If we split up our integral like this,
#int\ sin^2(x)*sin^2(x)\ dx#

We can use the double angle formula twice:
#int\ 1/2(1-cos(2x))*1/2(1-cos(2x))\ dx#

Both parts are the same, so we can just put it as a square:
#int\ (1/2(1-cos(2x)))^2\ dx#

Expanding, we get:
#int\ 1/4(1-2cos(2x)+cos^2(2x))\ dx#

We can then use the other double angle formula
#cos^2(theta)=1/2(1+cos(2theta))#
to rewrite the last term as follows:
#1/4int\ 1-2cos(2x)+1/2(1+cos(4x))\ dx=#

#=1/4(int\ 1\ dx-int\ 2cos(2x)\ dx+1/2int\ 1+cos(4x)\ dx)=#

#=1/4(x-int\ 2cos(2x)\ dx+1/2(x+int\ cos(4x)\ dx))#

I will call the left integral in the parenthesis Integral 1, and the right on Integral 2.

Integral 1
#int\ 2cos(2x)\ dx#

Looking at the integral, we have the derivative of the inside, #2# outside of the function, and this should immediately ring a bell that you should use u-substitution.

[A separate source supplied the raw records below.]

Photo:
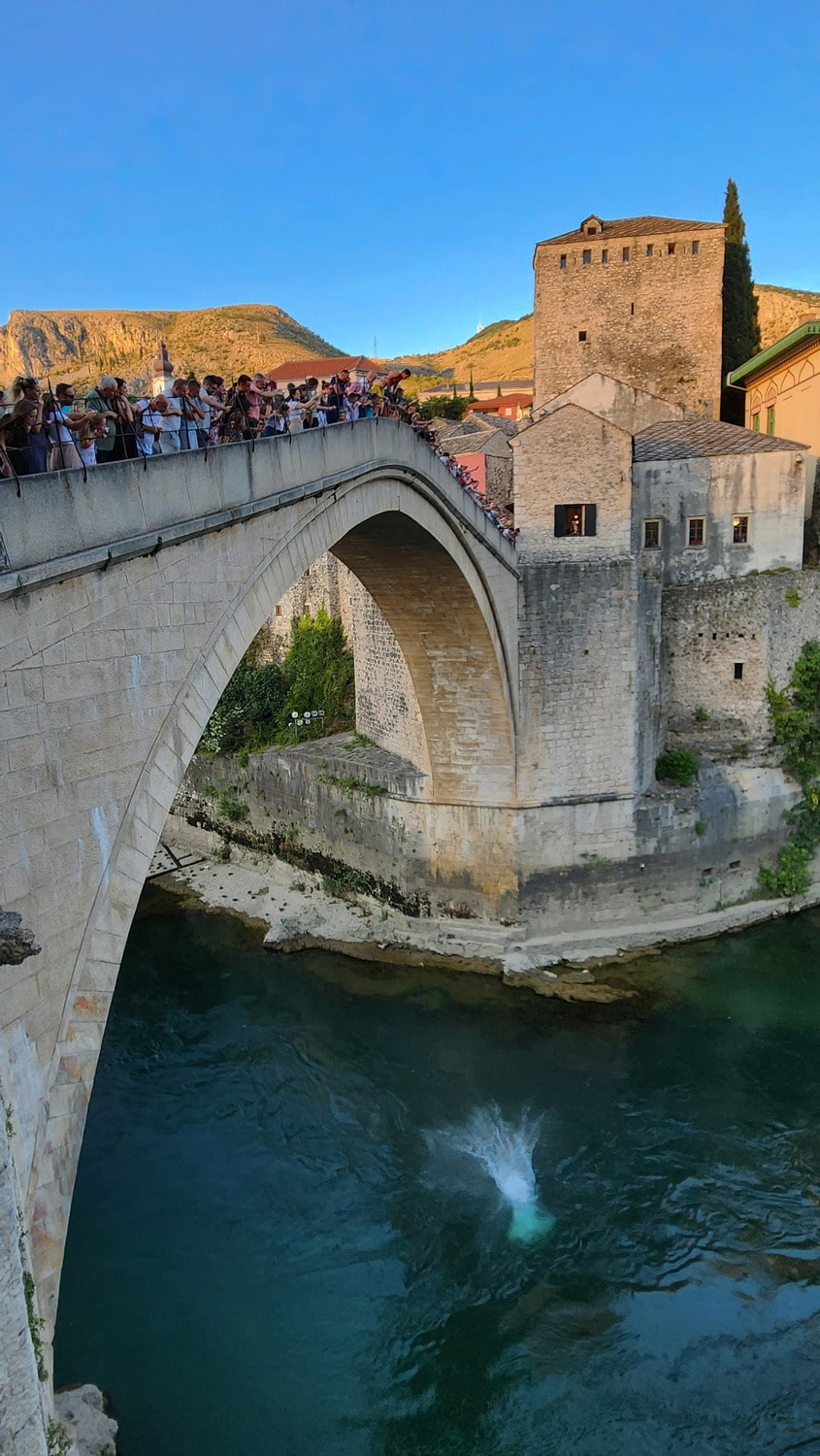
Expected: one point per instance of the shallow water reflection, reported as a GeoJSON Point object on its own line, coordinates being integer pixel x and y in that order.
{"type": "Point", "coordinates": [261, 1260]}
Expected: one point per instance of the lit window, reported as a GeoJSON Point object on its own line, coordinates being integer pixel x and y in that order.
{"type": "Point", "coordinates": [575, 520]}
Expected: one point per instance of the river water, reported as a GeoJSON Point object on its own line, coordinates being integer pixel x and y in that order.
{"type": "Point", "coordinates": [274, 1251]}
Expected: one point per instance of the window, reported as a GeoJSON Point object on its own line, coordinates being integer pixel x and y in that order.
{"type": "Point", "coordinates": [575, 520]}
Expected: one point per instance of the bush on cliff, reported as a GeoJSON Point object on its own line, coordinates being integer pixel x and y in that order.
{"type": "Point", "coordinates": [676, 766]}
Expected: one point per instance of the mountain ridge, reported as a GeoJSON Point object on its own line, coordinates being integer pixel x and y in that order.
{"type": "Point", "coordinates": [81, 344]}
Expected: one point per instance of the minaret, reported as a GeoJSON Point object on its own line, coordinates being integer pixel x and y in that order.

If we let #u=2x#, the derivative becomes #2#, so we divide through by #2# to integrate with respect to #u#:
#int\ (cancel(2)cos(u))/cancel(2)\ du#

#int\ cos(u)\ du=sin(u)=sin(2x)#

Integral 2
#int\ cos(4x)\ dx#

It's not as obvious here, but we can also use u-substitution here. We can let #u=4x#, and the derivative will be #4#:
#1/4int\ cos(u)\ dx=1/4sin(u)=1/4sin(4x)#

Completing the original integral
Now that we know Integral 1 and Integral 2, we can plug them back into our original expression to get the final answer:
#1/4(x-sin(2x)+1/2(x+1/4sin(4x)))+C=#

#=1/4(x-sin(2x)+1/2x+1/8sin(4x))+C=#

#=1/4x-1/4sin(2x)+1/8x+1/32sin(4x)+C=#

#=3/8x-1/4sin(2x)+1/32sin(4x)+C#